You're confusing assignment and initialization.
String s6=10;
is not assignment, but initialization; more precisely, copy intialization .
1) when a named variable (automatic, static, or thread-local) of a non-reference type
T
is declared with the initializer consisting of an equals sign followed by an expression.
So s6
is intialized/constructed by the appropriate constructor, ie String::String(int)
, no assignment here.
This is not an assignment, this is copy initialization .
T object = other;
(1)...
If
T
is a class type , and the cv-unqualified version of the type ofother
is notT
or derived fromT
, or ifT
is non-class type, but the type ofother
is a class type, user-defined conversion sequences that can convert from the type of other toT
(or to a type derived fromT
ifT
is a class type and a conversion function is available) are examined and the best one is selected through overload resolution. The result of the conversion , which is a prvalue temporary (until C++17) prvalue expression (since C++17) if a converting constructor was used, is then used to direct-initialize the object.

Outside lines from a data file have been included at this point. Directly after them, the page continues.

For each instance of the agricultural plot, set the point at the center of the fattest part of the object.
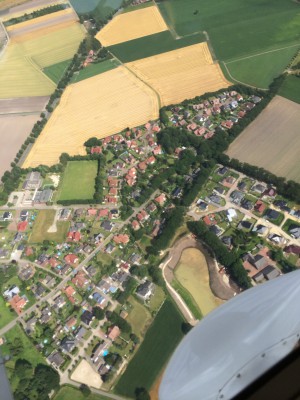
(78, 181)
(272, 140)
(22, 63)
(14, 130)
(43, 222)
(152, 45)
(132, 25)
(192, 274)
(98, 106)
(180, 74)
(260, 70)
(291, 88)
(154, 352)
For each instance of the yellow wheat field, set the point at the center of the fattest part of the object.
(22, 62)
(180, 74)
(98, 106)
(132, 25)
(43, 20)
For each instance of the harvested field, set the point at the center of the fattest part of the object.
(180, 74)
(46, 21)
(85, 374)
(21, 64)
(98, 106)
(192, 274)
(132, 25)
(23, 105)
(13, 133)
(272, 141)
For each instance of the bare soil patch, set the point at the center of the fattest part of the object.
(13, 132)
(272, 141)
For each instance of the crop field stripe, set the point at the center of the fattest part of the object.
(159, 343)
(152, 45)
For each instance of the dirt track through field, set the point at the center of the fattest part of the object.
(23, 105)
(13, 132)
(272, 140)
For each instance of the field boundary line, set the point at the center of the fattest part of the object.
(262, 53)
(237, 81)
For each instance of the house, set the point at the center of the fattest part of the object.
(271, 214)
(245, 225)
(135, 225)
(33, 181)
(26, 273)
(107, 225)
(259, 207)
(71, 259)
(56, 359)
(145, 290)
(121, 239)
(87, 317)
(161, 199)
(294, 231)
(67, 344)
(114, 333)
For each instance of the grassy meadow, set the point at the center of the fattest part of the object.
(291, 88)
(192, 273)
(56, 71)
(43, 222)
(159, 343)
(151, 45)
(78, 181)
(95, 69)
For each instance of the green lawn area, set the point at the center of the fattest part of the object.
(148, 46)
(101, 8)
(95, 69)
(291, 88)
(236, 28)
(270, 66)
(43, 222)
(138, 317)
(78, 181)
(56, 71)
(159, 343)
(71, 393)
(5, 314)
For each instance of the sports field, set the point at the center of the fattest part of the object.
(22, 63)
(56, 71)
(152, 45)
(98, 106)
(291, 88)
(95, 69)
(192, 274)
(132, 25)
(79, 181)
(43, 222)
(272, 140)
(159, 343)
(180, 74)
(260, 70)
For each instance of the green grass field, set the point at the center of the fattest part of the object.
(78, 181)
(236, 28)
(56, 71)
(71, 393)
(259, 71)
(43, 222)
(101, 8)
(159, 343)
(151, 45)
(291, 88)
(95, 69)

In your situation T object = other
transforms to T object(T(other))
( direct initialization ). But
The last step is usually optimized out and the result of the conversion is constructed directly in the memory allocated for the target object, but the appropriate constructor (move or copy) is required to be accessible even though it's not used. (until C++17)
The last words selected explain why copy constructor was not called during direct initialization.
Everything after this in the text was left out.